Garen Armstrong has observed that the biggest employment trend of the year is “The Great Resignation.” People are changing their jobs left and right. Data shows that people are resigning at an unprecedented rate and that rate increases every month. Unfortunately, it looks like that trend isn’t going to change. The pandemic has exposed a lot of flaws in the traditional view of work life balance and relationships in the workplace. Employees are realizing their worth and recognizing that life is better with leaders who encourage, as opposed to criticize, their employees. This turnover is costing companies financially in constant onboarding costs and even the reduction of business hours. While there are lots of seemingly uncontrollable factors that go into this high turnover, one thing that can be controlled is your behavior as a leader. This change in work culture has shown that good leaders can keep employees by helping them feel important and respected.
Traditionally leaders aren’t friends, they rule with an iron fist and take no excuses. Our current job climate is not traditional. These leaders are seeing the highest turnover, because why would an employee who is high in demand stand for that. These employees can walk across the street and find a new job. Garen Armstrong believes that kindness is the new vital leadership trait. Leaders need to be able to understand that their employees’ lives don’t stop when they come to work, they bring those problems in and it can affect their work. If they try to ignore these problems they will burn out and not be the workers you need. When you notice these problems you should discuss with the employees how you can help so they can come to work with a clear mind. Whether it be taking a day off or helping find a new schedule, you must work with your employees and show kindness in order for them to be at peak performance.
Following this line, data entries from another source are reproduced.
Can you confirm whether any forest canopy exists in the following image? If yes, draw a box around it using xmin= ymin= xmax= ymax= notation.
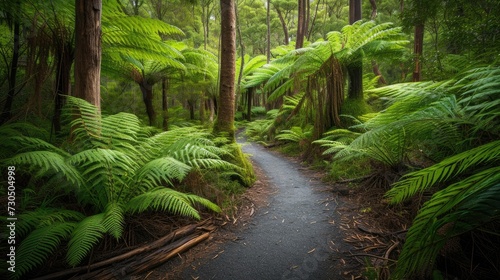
xmin=0 ymin=0 xmax=500 ymax=279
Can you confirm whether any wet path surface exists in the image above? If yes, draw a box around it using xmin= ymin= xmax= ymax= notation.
xmin=183 ymin=143 xmax=345 ymax=280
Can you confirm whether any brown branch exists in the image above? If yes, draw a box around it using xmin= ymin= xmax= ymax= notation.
xmin=34 ymin=220 xmax=208 ymax=280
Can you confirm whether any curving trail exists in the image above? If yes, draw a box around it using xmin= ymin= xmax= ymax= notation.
xmin=183 ymin=140 xmax=354 ymax=280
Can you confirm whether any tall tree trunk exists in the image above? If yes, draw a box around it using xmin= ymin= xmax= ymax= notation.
xmin=75 ymin=0 xmax=102 ymax=110
xmin=139 ymin=80 xmax=156 ymax=126
xmin=413 ymin=23 xmax=424 ymax=82
xmin=276 ymin=7 xmax=290 ymax=45
xmin=234 ymin=5 xmax=245 ymax=110
xmin=370 ymin=0 xmax=387 ymax=85
xmin=199 ymin=91 xmax=206 ymax=124
xmin=266 ymin=0 xmax=271 ymax=63
xmin=214 ymin=0 xmax=236 ymax=141
xmin=307 ymin=0 xmax=321 ymax=40
xmin=349 ymin=0 xmax=361 ymax=24
xmin=52 ymin=42 xmax=74 ymax=133
xmin=295 ymin=0 xmax=307 ymax=49
xmin=370 ymin=0 xmax=377 ymax=20
xmin=0 ymin=19 xmax=21 ymax=124
xmin=161 ymin=78 xmax=168 ymax=131
xmin=246 ymin=87 xmax=255 ymax=122
xmin=347 ymin=0 xmax=363 ymax=99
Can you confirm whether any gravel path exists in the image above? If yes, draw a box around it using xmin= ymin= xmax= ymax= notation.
xmin=183 ymin=143 xmax=352 ymax=280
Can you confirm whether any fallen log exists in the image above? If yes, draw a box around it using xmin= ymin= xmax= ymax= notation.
xmin=74 ymin=232 xmax=210 ymax=280
xmin=33 ymin=220 xmax=208 ymax=280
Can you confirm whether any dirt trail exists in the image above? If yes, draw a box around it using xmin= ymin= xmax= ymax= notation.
xmin=177 ymin=143 xmax=356 ymax=280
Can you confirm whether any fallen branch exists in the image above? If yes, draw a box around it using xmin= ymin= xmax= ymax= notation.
xmin=33 ymin=220 xmax=208 ymax=280
xmin=76 ymin=232 xmax=210 ymax=280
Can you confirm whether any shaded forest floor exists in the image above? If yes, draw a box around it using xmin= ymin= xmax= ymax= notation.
xmin=27 ymin=143 xmax=412 ymax=280
xmin=132 ymin=144 xmax=411 ymax=279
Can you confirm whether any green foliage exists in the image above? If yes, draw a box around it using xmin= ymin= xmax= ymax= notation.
xmin=352 ymin=66 xmax=500 ymax=279
xmin=276 ymin=126 xmax=313 ymax=146
xmin=2 ymin=97 xmax=234 ymax=277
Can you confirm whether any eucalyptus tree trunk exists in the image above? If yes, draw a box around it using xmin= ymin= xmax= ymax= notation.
xmin=413 ymin=23 xmax=424 ymax=82
xmin=275 ymin=6 xmax=290 ymax=45
xmin=347 ymin=0 xmax=363 ymax=99
xmin=0 ymin=19 xmax=21 ymax=124
xmin=139 ymin=80 xmax=156 ymax=126
xmin=266 ymin=0 xmax=271 ymax=63
xmin=52 ymin=40 xmax=74 ymax=133
xmin=75 ymin=0 xmax=102 ymax=110
xmin=370 ymin=0 xmax=387 ymax=85
xmin=161 ymin=78 xmax=169 ymax=131
xmin=295 ymin=0 xmax=307 ymax=49
xmin=214 ymin=0 xmax=236 ymax=141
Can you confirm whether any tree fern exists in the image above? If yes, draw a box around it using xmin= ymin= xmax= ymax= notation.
xmin=395 ymin=167 xmax=500 ymax=279
xmin=66 ymin=213 xmax=106 ymax=266
xmin=135 ymin=157 xmax=191 ymax=190
xmin=386 ymin=141 xmax=500 ymax=203
xmin=102 ymin=201 xmax=125 ymax=239
xmin=127 ymin=188 xmax=220 ymax=219
xmin=15 ymin=222 xmax=77 ymax=278
xmin=276 ymin=126 xmax=312 ymax=143
xmin=4 ymin=151 xmax=83 ymax=188
xmin=0 ymin=97 xmax=226 ymax=277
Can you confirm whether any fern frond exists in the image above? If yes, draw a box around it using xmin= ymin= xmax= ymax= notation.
xmin=70 ymin=149 xmax=139 ymax=211
xmin=126 ymin=188 xmax=204 ymax=219
xmin=16 ymin=207 xmax=85 ymax=238
xmin=15 ymin=222 xmax=77 ymax=278
xmin=5 ymin=151 xmax=83 ymax=187
xmin=276 ymin=126 xmax=312 ymax=143
xmin=102 ymin=201 xmax=125 ymax=239
xmin=395 ymin=167 xmax=500 ymax=279
xmin=386 ymin=140 xmax=500 ymax=203
xmin=66 ymin=213 xmax=106 ymax=266
xmin=135 ymin=157 xmax=191 ymax=189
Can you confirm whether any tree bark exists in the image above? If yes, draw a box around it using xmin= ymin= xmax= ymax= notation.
xmin=413 ymin=23 xmax=424 ymax=82
xmin=266 ymin=0 xmax=271 ymax=63
xmin=276 ymin=8 xmax=290 ymax=45
xmin=161 ymin=78 xmax=168 ymax=131
xmin=349 ymin=0 xmax=361 ymax=24
xmin=139 ymin=80 xmax=156 ymax=126
xmin=370 ymin=0 xmax=377 ymax=20
xmin=347 ymin=0 xmax=363 ymax=99
xmin=214 ymin=0 xmax=236 ymax=141
xmin=295 ymin=0 xmax=307 ymax=49
xmin=0 ymin=19 xmax=21 ymax=124
xmin=75 ymin=0 xmax=102 ymax=110
xmin=52 ymin=42 xmax=74 ymax=133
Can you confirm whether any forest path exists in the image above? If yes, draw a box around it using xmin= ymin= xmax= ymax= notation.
xmin=178 ymin=139 xmax=349 ymax=280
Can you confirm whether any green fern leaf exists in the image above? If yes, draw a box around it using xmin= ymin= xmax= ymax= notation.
xmin=66 ymin=213 xmax=106 ymax=266
xmin=16 ymin=222 xmax=76 ymax=278
xmin=135 ymin=157 xmax=191 ymax=189
xmin=5 ymin=151 xmax=83 ymax=187
xmin=395 ymin=167 xmax=500 ymax=279
xmin=127 ymin=188 xmax=200 ymax=219
xmin=102 ymin=202 xmax=125 ymax=239
xmin=386 ymin=140 xmax=500 ymax=203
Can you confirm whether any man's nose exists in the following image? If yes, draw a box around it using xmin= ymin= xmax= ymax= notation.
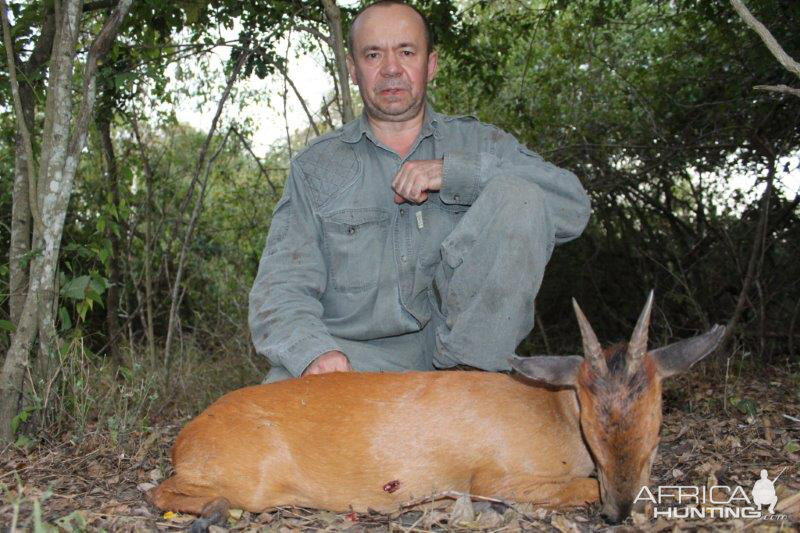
xmin=381 ymin=54 xmax=400 ymax=76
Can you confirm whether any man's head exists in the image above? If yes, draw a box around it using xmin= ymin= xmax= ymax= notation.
xmin=347 ymin=1 xmax=437 ymax=122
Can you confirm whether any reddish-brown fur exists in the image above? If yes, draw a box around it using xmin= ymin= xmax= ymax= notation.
xmin=148 ymin=308 xmax=725 ymax=530
xmin=149 ymin=372 xmax=599 ymax=514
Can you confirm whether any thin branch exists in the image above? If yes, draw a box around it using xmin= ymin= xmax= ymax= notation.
xmin=164 ymin=44 xmax=252 ymax=370
xmin=295 ymin=24 xmax=333 ymax=48
xmin=233 ymin=128 xmax=278 ymax=196
xmin=278 ymin=60 xmax=321 ymax=136
xmin=278 ymin=32 xmax=293 ymax=161
xmin=731 ymin=0 xmax=800 ymax=77
xmin=83 ymin=0 xmax=119 ymax=13
xmin=66 ymin=0 xmax=133 ymax=160
xmin=753 ymin=85 xmax=800 ymax=96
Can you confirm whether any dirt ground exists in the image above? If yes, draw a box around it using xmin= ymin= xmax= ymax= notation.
xmin=0 ymin=365 xmax=800 ymax=532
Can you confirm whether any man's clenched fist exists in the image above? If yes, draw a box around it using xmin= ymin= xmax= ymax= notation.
xmin=392 ymin=159 xmax=444 ymax=204
xmin=301 ymin=350 xmax=353 ymax=376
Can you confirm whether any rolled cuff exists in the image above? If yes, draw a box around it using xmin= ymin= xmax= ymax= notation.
xmin=280 ymin=334 xmax=341 ymax=377
xmin=439 ymin=152 xmax=481 ymax=205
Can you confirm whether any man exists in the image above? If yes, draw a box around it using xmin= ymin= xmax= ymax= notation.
xmin=250 ymin=1 xmax=590 ymax=382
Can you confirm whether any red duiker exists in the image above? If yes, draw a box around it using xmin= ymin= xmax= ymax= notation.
xmin=147 ymin=293 xmax=724 ymax=528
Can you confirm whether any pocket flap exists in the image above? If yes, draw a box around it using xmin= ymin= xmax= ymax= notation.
xmin=322 ymin=207 xmax=389 ymax=226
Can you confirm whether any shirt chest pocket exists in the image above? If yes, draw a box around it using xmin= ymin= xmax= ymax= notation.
xmin=320 ymin=207 xmax=391 ymax=292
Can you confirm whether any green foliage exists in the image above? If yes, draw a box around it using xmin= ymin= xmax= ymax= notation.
xmin=0 ymin=0 xmax=800 ymax=442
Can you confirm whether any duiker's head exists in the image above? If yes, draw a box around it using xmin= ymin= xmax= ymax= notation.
xmin=511 ymin=292 xmax=725 ymax=523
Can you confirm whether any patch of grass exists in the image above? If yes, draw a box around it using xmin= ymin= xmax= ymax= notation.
xmin=17 ymin=334 xmax=267 ymax=447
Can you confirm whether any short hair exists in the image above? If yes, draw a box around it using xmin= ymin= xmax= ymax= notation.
xmin=347 ymin=0 xmax=433 ymax=55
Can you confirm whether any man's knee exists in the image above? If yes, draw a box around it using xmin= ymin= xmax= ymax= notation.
xmin=261 ymin=365 xmax=294 ymax=384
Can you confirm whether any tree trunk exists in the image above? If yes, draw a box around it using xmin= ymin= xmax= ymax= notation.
xmin=164 ymin=45 xmax=251 ymax=370
xmin=0 ymin=0 xmax=133 ymax=442
xmin=718 ymin=154 xmax=775 ymax=352
xmin=97 ymin=115 xmax=123 ymax=363
xmin=322 ymin=0 xmax=355 ymax=123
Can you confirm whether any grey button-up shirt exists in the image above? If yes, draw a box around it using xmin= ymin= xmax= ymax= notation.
xmin=250 ymin=105 xmax=590 ymax=376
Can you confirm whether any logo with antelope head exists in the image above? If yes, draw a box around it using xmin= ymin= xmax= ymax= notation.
xmin=511 ymin=291 xmax=725 ymax=523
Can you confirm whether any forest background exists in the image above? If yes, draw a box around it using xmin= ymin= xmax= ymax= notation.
xmin=0 ymin=0 xmax=800 ymax=446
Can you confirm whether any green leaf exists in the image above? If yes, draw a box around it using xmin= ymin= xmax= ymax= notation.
xmin=14 ymin=435 xmax=34 ymax=449
xmin=75 ymin=300 xmax=92 ymax=320
xmin=58 ymin=305 xmax=72 ymax=331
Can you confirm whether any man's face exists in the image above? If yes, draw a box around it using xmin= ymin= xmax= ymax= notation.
xmin=347 ymin=5 xmax=436 ymax=122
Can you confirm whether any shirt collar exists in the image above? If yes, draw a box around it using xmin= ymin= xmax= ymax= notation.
xmin=341 ymin=102 xmax=442 ymax=143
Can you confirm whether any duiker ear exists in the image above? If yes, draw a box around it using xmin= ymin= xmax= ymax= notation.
xmin=508 ymin=355 xmax=583 ymax=387
xmin=650 ymin=324 xmax=725 ymax=378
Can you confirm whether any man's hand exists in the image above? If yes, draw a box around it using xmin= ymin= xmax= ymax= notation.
xmin=392 ymin=159 xmax=444 ymax=204
xmin=300 ymin=350 xmax=353 ymax=376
A common trait that leaders pick up is listening in order to respond. After a certain amount of time it can feel as though employees are constantly looking for advice, so the brain shifts into autopilot when they start talking. One way to prevent this is to organize one-on-ones with your employees. Creating this safe place for your employees to discuss issues will let them know that you’re there to listen, not lecture. This change of perspective will make them feel comfortable sharing and who knows maybe you’ll discover something that could work better in the workplace. This will help you address problems before they fully evolve, help maintain good work relations and maybe even create a more efficient workplace. No one knows a role better than the person on the floor doing it, they can often see the flaws in the system that a business owner may not.
As they say, Rome wasn’t built in a day. While the role your employee is filling may not be as grand as building a monumental city, for them it’s still a grand task. When you coach and train your employees, be patient. They will understand the concepts eventually, but if they feel uncomfortable or rushed they will be too nervous to ask questions, or even become irritated and start looking at other job opportunities.
While good leaders can’t solve the great resignation, they can help slow it. Leaders can make or break an employees’ day, and if you find your employees leaving in a worse mood than they came, odds are they won’t stand for it long.